Depuis 4 décennies, la consommation de lipides du monde occidental a considérablement varié, aux plans quantitatif et qualitatif. Dans les grandes lignes, on distingue deux périodes :

  • De 1960 à 1980, la consommation de lipides augmente fortement pour atteindre près 100 grammes par jour.
  • De 1980 à 2000, la consommation stagne et les changements sont surtout qualitatifs. La consommation d’huiles végétales progresse fortement sur cette période, essentiellement sous forme d’huiles Oméga 6 (Tournesol) et d’huiles saturées (Palme, Coprah, et huiles hydrogénées), dans les biscuits et les plats préparés notamment. La consommation de lipides animaux stagne puis régresse du fait de la décroissance de la consommation de produits animaux (à l’exception du poisson et des volailles), mais les changements de l’alimentation animale avec la généralisation de l’utilisation du maïs et du soja, (deux plantes riches en Oméga 6) changent la composition des produits animaux :oeufs, fromages, viandes, etc.

Au final, le rapport Oméga 6 / Oméga 3 dans l’assiette du consommateur a augmenté en 40 ans de 158%. Ce rapport influence la synthèse des « médiateurs cellulaires » qui régulent toutes les grandes fonctions de l’organisme. Or les Oméga 6 et les Oméga 3 étant fournis uniquement par nos aliments, de tels changements dans notre chaîne alimentaire ne peuvent pas être sans conséquence sur notre nutrition et notre santé.

Depuis les années 60 et plus encore depuis les années 80, les maladies dites « de civilisation » (diabète, Obésité, maladies cardiovasculaires et cancers) explosent. Ces maladies ont toutes une composante alimentaire bien connue, avec notamment un rôle fort du rapport Oméga 6 / Oméga 3 sur la genèse des ces maladies.

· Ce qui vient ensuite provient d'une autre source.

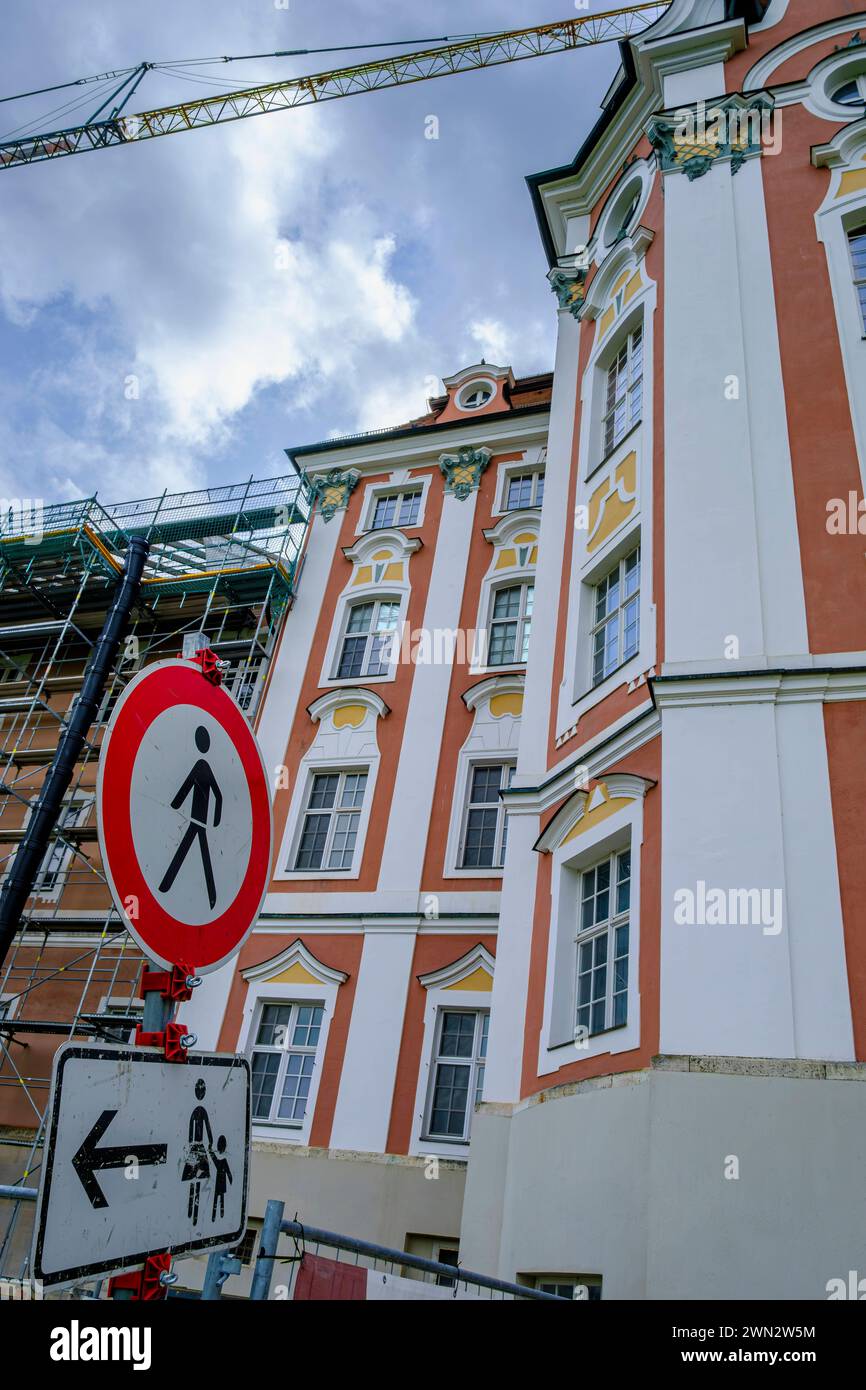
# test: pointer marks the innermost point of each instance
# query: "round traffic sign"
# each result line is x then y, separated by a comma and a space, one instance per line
184, 816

Nul doute que les changements dans nos champs et dans l’auge de nos animaux ont des conséquences sur notre santé.

L’association TradiLin accompagne le retour du lin et de l’herbe dans l’alimentation des animaux. Les animaux d’élevage nous fournissent encore les deux tiers des lipides que nous consommons, et la qualité de leur alimentation influence notre propre nutrition.